I use Niri as my desktop environment on linux, zero need for 4k. My screen is 27'' since 8 years ago when i bought it

> There's nothing wrong with 1080p gaming though.

Hard disagree. Once I went 4K, I could never go back to 1080p.

Sure, in an action-packed scenes of close- to moderate-quarters combat, I don't really notice it.

But in long-distance combat? Having 4x the pixels per square inch is noticeable. In slower scenes and cut scenes it's definitely an appreciable improvement.

I had a 4K 26 inch monitor and yes it was nice. But I travel too much and didn't enjoy moving it from place to place. Gave it to a good friend that I was visiting. Missed it for a little bit but quickly got used to using laptop screen. It is to the point that even if I'm in a hotel room with a large monitor/screen I usually don't bother to connect to it.

My point. Once you get better things yes it's easy to think you could never use the lesser tools you once had. But if the incentives are there, it's really not that difficult to adapt.

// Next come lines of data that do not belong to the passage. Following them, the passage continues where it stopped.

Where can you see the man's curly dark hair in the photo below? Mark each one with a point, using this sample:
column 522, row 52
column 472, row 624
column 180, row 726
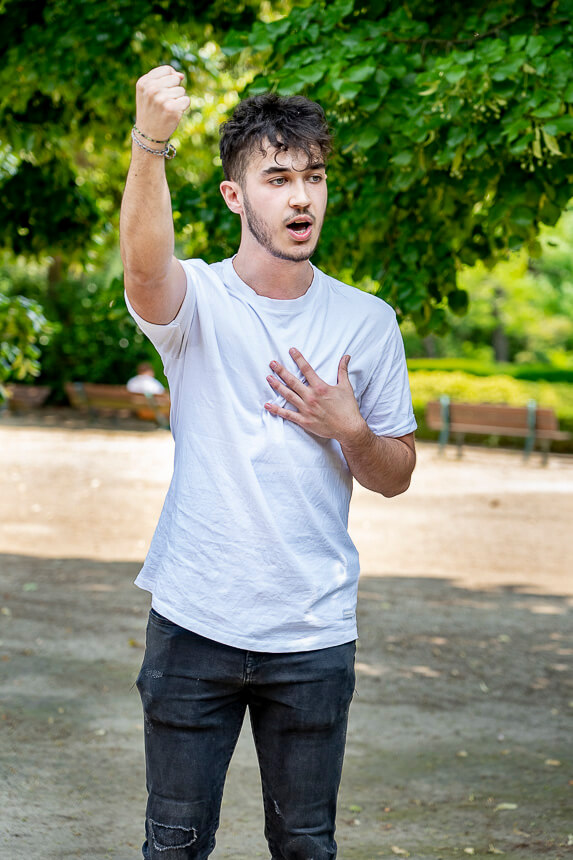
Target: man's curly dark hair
column 286, row 122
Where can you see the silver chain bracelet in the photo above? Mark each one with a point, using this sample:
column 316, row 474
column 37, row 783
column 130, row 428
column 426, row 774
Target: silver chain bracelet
column 169, row 151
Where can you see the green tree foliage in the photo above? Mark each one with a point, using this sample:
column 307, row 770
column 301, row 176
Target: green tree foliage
column 22, row 327
column 66, row 108
column 453, row 124
column 67, row 101
column 521, row 310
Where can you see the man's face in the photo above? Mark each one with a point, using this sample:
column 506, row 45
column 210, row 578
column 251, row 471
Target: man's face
column 284, row 200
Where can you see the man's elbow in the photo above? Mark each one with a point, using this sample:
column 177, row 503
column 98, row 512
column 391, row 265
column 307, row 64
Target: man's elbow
column 397, row 489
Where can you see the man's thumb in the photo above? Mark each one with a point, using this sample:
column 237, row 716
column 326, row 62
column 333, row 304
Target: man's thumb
column 343, row 369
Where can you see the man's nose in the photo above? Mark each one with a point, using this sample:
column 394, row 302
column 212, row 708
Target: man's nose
column 299, row 197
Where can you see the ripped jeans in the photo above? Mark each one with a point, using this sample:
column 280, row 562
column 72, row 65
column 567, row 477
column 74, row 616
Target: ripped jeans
column 195, row 693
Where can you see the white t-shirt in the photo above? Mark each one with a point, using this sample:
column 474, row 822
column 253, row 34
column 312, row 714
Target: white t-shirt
column 144, row 384
column 252, row 547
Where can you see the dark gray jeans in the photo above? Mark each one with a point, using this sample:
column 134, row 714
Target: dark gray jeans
column 194, row 693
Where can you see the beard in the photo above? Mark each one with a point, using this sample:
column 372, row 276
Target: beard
column 261, row 231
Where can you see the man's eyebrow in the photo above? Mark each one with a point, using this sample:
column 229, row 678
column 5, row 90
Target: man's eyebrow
column 319, row 165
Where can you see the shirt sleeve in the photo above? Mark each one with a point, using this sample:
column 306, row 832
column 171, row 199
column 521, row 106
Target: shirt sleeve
column 386, row 404
column 170, row 339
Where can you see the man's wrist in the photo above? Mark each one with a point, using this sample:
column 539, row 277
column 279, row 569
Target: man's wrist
column 356, row 438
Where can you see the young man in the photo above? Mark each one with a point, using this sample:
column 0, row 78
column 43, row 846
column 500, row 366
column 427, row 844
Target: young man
column 285, row 385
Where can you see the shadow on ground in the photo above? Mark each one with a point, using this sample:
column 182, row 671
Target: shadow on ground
column 459, row 742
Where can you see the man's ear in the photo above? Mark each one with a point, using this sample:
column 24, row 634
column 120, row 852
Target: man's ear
column 232, row 195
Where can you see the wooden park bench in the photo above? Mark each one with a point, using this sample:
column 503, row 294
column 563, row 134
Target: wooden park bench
column 116, row 400
column 494, row 419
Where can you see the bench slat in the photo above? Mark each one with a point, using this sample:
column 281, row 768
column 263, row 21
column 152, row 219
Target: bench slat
column 494, row 419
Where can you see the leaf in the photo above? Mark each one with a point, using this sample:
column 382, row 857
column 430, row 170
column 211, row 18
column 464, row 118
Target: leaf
column 402, row 159
column 550, row 142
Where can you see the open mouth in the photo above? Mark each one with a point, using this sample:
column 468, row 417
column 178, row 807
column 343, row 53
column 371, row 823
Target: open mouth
column 300, row 227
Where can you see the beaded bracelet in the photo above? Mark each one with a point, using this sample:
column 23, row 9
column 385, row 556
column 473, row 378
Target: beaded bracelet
column 150, row 139
column 169, row 151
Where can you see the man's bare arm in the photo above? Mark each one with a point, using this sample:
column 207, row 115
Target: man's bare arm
column 380, row 463
column 154, row 280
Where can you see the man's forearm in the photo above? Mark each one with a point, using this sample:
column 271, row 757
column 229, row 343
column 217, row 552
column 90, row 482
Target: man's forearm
column 146, row 222
column 381, row 463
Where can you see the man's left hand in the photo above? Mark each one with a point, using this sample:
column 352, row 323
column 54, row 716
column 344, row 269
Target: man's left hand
column 330, row 411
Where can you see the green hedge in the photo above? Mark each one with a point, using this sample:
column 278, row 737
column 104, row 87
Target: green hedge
column 533, row 372
column 430, row 385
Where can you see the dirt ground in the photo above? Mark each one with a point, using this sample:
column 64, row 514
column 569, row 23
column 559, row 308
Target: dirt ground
column 460, row 732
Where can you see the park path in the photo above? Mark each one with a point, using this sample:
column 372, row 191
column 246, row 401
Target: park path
column 459, row 741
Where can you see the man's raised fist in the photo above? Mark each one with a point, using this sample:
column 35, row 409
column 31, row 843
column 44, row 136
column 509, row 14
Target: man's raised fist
column 160, row 102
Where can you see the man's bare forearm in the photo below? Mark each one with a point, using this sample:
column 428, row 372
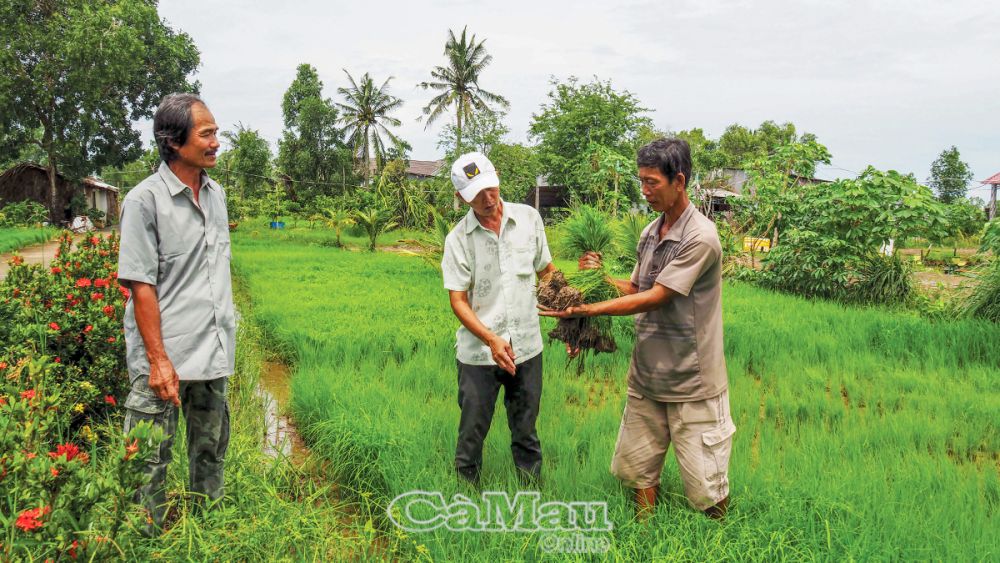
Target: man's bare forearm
column 463, row 310
column 147, row 320
column 624, row 286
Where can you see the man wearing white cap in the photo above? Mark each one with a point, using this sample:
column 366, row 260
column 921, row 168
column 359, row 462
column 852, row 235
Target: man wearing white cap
column 491, row 260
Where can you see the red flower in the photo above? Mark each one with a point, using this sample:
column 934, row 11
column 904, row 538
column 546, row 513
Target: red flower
column 69, row 450
column 29, row 519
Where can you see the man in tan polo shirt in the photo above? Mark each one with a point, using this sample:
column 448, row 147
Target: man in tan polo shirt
column 677, row 383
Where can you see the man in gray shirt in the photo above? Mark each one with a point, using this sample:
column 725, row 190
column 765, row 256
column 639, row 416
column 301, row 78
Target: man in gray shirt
column 678, row 391
column 180, row 327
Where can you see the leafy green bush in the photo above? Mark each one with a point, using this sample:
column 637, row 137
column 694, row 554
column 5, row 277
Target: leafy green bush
column 991, row 237
column 984, row 302
column 23, row 214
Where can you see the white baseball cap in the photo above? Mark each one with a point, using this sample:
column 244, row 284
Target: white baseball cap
column 473, row 173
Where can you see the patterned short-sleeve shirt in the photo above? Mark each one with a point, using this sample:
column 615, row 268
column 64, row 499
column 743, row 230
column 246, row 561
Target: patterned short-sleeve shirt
column 498, row 272
column 183, row 249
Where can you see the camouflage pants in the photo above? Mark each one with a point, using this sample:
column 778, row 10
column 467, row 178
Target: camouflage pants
column 206, row 413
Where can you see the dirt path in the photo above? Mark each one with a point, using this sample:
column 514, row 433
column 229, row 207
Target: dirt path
column 38, row 253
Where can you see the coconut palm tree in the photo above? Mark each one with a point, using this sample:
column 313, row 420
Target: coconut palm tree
column 366, row 116
column 458, row 83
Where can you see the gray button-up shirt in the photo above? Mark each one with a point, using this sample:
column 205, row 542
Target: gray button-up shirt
column 499, row 274
column 678, row 353
column 183, row 249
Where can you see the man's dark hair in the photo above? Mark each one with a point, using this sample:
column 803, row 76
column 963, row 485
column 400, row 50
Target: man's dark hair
column 172, row 123
column 670, row 156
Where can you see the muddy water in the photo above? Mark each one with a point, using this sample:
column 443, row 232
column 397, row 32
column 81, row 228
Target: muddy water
column 280, row 437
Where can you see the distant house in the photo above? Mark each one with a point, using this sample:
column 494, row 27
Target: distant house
column 720, row 185
column 30, row 182
column 545, row 197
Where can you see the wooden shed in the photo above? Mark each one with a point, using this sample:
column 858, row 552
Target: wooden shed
column 30, row 182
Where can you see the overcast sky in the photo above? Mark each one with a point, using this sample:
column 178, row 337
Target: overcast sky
column 889, row 83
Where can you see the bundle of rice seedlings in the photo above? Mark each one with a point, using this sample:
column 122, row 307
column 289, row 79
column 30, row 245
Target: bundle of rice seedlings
column 587, row 230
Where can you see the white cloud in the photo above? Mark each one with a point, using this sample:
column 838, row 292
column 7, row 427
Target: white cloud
column 883, row 83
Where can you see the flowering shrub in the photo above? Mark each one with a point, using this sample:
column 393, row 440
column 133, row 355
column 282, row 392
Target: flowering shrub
column 72, row 308
column 64, row 492
column 67, row 474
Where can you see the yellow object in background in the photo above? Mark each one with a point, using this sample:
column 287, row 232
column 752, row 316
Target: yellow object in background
column 753, row 244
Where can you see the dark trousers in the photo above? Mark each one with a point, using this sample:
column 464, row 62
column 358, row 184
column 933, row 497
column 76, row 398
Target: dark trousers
column 478, row 387
column 206, row 412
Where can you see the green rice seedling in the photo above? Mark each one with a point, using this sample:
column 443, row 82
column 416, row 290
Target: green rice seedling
column 585, row 230
column 14, row 238
column 628, row 230
column 588, row 230
column 863, row 433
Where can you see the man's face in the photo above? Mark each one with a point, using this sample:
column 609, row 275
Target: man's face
column 199, row 151
column 660, row 193
column 486, row 202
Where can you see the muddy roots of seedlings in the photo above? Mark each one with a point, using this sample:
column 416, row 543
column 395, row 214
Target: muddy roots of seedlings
column 584, row 333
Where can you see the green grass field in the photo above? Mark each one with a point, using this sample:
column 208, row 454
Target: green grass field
column 862, row 433
column 14, row 238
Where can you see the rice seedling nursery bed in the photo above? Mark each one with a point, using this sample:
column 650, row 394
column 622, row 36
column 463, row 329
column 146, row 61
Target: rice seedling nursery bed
column 862, row 433
column 14, row 238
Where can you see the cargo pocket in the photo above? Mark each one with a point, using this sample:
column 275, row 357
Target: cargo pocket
column 143, row 404
column 718, row 444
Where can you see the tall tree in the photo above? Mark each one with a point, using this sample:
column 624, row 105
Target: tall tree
column 81, row 73
column 246, row 167
column 311, row 154
column 581, row 122
column 366, row 115
column 950, row 176
column 481, row 133
column 458, row 83
column 128, row 175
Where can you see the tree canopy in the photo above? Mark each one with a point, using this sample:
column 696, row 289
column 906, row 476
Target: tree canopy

> I had a 4K 26 inch monitor and yes it was nice. But I travel too much and didn't enjoy moving it from place to place.

Basically the same specs here. 4K, 27".

How often were you traveling with it? I go to a PC gaming event twice/year (PDXLAN) and bring it. I don't think it's that bad moving it to the event venue and back.

> Once you get better things yes it's easy to think you could never use the lesser tools you once had.

You're probably right.

You really need 4K to appreciate all the hallucinated details in games.
>There's nothing wrong with 1080p gaming though

Yeah. 4K is nice for text, but doesn't seem like a great deal for gaming given the 4x hardware requirement and/or weirdo interpolation technologies that may or may not work on AMD + Linux anyway.

4k is really nice for text. Always annoyed by 1080p screens for work. But yeah gaming - 1080p is fine. I have a 9060 XT and I play games at 4k like Mortal Kombat X, Fallout 4, Evil Within 2, Dead Space Remastered and Wolfenstein: The New Colossus. All 60+ fps on Linux and an ancient cpu.

Doom: The Dark Ages is 1440p and still looks great.

Total waste of money paying so much more for a gpu unless you want local ai, and those weirdo interpolation technologies are a pain in the a* to get working.